How Druva used Amazon Bedrock to address foundation model complexity when building Dru, Druva’s backup AI copilot David Gildea AWS Machine Learning Blog

[[{“value”:”

This post is co-written with David Gildea and Tom Nijs from Druva.

Druva enables cyber, data, and operational resilience for thousands of enterprises, and is trusted by 60 of the Fortune 500. Customers use Druva Data Resiliency Cloud to simplify data protection, streamline data governance, and gain data visibility and insights. Independent software vendors (ISVs) like Druva are integrating AI assistants into their user applications to make software more accessible.

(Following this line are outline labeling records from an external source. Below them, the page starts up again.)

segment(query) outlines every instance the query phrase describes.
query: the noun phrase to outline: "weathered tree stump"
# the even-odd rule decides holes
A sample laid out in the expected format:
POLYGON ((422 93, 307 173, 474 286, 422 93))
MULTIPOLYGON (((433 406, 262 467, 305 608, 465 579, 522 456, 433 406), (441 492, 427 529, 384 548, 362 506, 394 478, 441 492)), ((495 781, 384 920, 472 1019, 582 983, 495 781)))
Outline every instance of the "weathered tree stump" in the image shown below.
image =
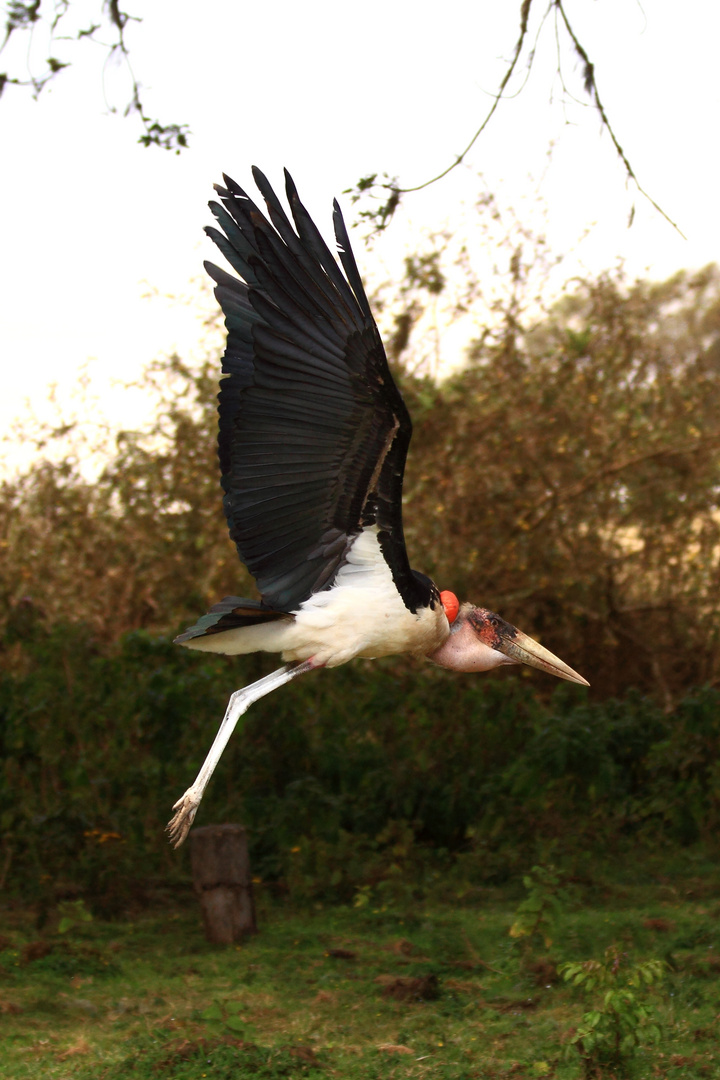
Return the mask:
POLYGON ((208 941, 230 945, 254 934, 255 903, 242 825, 205 825, 190 834, 192 883, 208 941))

Dru, the Druva backup AI copilot, enables real-time interaction and personalized responses, with users engaging in a natural conversation with the software. From finding inconsistencies and errors across the environment to scheduling backup jobs and setting retention policies, users need only ask and Dru responds. Dru can also recommend actions to improve the environment, remedy backup failures, and identify opportunities to enhance security.

In this post, we show how Druva approached natural language querying (NLQ)—asking questions in English and getting tabular data as answers—using Amazon Bedrock, the challenges they faced, sample prompts, and key learnings.

Use case overview

The following screenshot illustrates the Dru conversation interface.

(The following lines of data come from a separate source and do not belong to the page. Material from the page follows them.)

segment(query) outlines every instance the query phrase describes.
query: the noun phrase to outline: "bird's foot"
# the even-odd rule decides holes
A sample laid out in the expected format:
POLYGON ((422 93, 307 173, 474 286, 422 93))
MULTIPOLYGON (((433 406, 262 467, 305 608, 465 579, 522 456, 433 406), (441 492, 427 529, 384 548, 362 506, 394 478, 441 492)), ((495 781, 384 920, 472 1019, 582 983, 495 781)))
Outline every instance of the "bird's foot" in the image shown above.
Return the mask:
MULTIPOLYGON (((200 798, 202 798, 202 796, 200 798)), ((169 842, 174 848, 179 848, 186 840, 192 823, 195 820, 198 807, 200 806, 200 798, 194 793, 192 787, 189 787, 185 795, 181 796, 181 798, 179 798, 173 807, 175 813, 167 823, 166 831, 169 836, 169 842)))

In a single conversation interface, Dru provides the following:

Interactive reporting with real-time insights – Users can request data or customized reports without extensive searching or navigating through multiple screens. Dru also suggests follow-up questions to enhance user experience.
Intelligent responses and a direct conduit to Druva’s documentation – Users can gain in-depth knowledge about product features and functionalities without manual searches or watching training videos. Dru also suggests resources for further learning.
Assisted troubleshooting – Users can request summaries of top failure reasons and receive suggested corrective measures. Dru on the backend decodes log data, deciphers error codes, and invokes API calls to troubleshoot.
Simplified admin operations, with increased seamlessness and accessibility – Users can perform tasks like creating a new backup policy or triggering a backup, managed by Druva’s existing role-based access control (RBAC) mechanism.
Customized website navigation through conversational commands – Users can instruct Dru to navigate to specific website locations, eliminating the need for manual menu exploration. Dru also suggests follow-up actions to speed up task completion.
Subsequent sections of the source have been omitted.